Jeff Dietz is the founder of Camp Possibilities, a weeklong overnight summer camp in Darlington, Md., that helps children adjust to life with diseases such as diabetes or other diseases which require special needs.
Why do you believe that children with special needs benefit from participating in Camp Possibilities?
There’s a study, I’m not able to cite it off-hand however, that basically states that acceptance of one’s disease, whether that is diabetes or cancer or any other disease, generally take better care of themselves as they get older.
Do you think that it is important for Camp Opportunity to offer children the ability to participate in activity that they may not be able to under normal circumstances?
I think that’s important, that they’re able to participate in these activities.
First of all, they may not have the opportunity to do them, whether it’s because of various reasons that are barriers such as diabetes.
[Another reason is] not being around their parents, so they can develop some independence on their own. They also get to develop some independent diabetes management skills.
How do children learn about diabetes management at Camp Possibilities?
[Children learn] more just through individual moments on their own and through interactions with their peers in their cabins.
We also do a whole diabetes education [program].
What kind of moments have you had where you realized that your camp was successful in teaching children about diabetes management?
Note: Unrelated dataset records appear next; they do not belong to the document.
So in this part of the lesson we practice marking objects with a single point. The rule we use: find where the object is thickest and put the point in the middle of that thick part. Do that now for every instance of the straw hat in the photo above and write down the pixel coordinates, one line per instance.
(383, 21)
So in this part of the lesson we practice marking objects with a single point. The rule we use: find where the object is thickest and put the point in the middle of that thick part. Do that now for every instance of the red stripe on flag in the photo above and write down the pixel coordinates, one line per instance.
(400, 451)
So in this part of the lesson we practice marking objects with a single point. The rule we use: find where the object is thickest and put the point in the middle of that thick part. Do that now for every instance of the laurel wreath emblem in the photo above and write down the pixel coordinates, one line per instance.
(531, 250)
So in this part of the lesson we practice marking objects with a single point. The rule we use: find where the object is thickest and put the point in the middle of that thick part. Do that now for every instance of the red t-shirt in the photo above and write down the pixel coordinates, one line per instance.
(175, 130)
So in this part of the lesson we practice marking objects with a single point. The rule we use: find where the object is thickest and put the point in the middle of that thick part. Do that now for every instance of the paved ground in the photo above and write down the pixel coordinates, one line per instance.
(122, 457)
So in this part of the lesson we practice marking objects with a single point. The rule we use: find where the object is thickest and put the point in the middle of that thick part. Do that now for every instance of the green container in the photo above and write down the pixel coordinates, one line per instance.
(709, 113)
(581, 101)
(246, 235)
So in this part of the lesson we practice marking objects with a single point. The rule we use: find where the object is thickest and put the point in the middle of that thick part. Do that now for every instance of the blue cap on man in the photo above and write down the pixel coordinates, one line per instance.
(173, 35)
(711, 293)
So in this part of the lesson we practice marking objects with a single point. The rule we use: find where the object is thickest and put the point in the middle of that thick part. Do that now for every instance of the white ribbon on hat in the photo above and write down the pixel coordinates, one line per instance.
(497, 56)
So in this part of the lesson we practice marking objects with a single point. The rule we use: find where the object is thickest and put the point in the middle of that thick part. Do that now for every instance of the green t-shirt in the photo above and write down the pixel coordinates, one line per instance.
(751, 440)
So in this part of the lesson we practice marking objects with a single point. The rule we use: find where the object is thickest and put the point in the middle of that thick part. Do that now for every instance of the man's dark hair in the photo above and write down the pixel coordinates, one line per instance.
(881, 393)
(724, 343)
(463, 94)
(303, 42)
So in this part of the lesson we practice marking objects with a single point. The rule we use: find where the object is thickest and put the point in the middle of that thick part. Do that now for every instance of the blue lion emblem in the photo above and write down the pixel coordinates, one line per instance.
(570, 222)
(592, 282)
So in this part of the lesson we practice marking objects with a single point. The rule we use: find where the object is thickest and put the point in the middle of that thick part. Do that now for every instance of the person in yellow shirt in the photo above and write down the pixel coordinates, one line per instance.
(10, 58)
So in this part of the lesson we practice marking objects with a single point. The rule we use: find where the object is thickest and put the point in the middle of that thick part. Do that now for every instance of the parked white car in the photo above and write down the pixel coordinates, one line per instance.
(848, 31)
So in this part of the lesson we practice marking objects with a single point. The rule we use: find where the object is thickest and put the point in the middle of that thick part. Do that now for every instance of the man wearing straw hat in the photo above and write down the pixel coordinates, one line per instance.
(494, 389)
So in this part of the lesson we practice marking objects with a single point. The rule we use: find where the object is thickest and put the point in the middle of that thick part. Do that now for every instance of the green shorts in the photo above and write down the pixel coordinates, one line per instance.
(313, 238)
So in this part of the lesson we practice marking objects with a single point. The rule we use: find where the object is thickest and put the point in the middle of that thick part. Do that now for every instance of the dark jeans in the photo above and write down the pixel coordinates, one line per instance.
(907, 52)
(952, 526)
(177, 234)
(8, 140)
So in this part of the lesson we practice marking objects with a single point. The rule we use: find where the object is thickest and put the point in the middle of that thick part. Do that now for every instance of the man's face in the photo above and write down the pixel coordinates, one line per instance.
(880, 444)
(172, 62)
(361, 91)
I remember a young girl smiling at me, in our dining hall after an event where we did an ice cream bar. It was late at night and we served various kinds of ice cream and she said “that was the first time I’ve had real ice cream, since I was diagnosed with diabetes.”
She had been diagnosed with diabetes for about a year, and her parents—who loved her—would always get her sugar-free things.
They thought they were doing what was right for her, however at camp, we teach that you can basically do whatever you want but we teach you how to live with diabetes.
That was a particular moment that stuck out to me.
How important do you think it is for children to learn how to manage diabetes with regular foods, as opposed to avoiding certain ones?
There’s no question about it—food choices and management.
Food Choices [are] in the sense that if you have diabetes or don’t have diabetes, it probably is not a good decision to have four Cokes in a day.
On the other hand, if you want to have your Coke and [consume it responsibly] you have to manage your daily intake of sugar.
With regards to your background and involvement with the camp, do you have any recommendations for parents who have children with diabetes or other diseases that affect everyday life?
That’s not really my area of expertise, so I can’t make really make one.
That’s a good question though; I’ve been around a lot of parents who have special needs—we all probably have—and I think the ones best adjusted and the most successful are the ones who might have attended camp and are educated.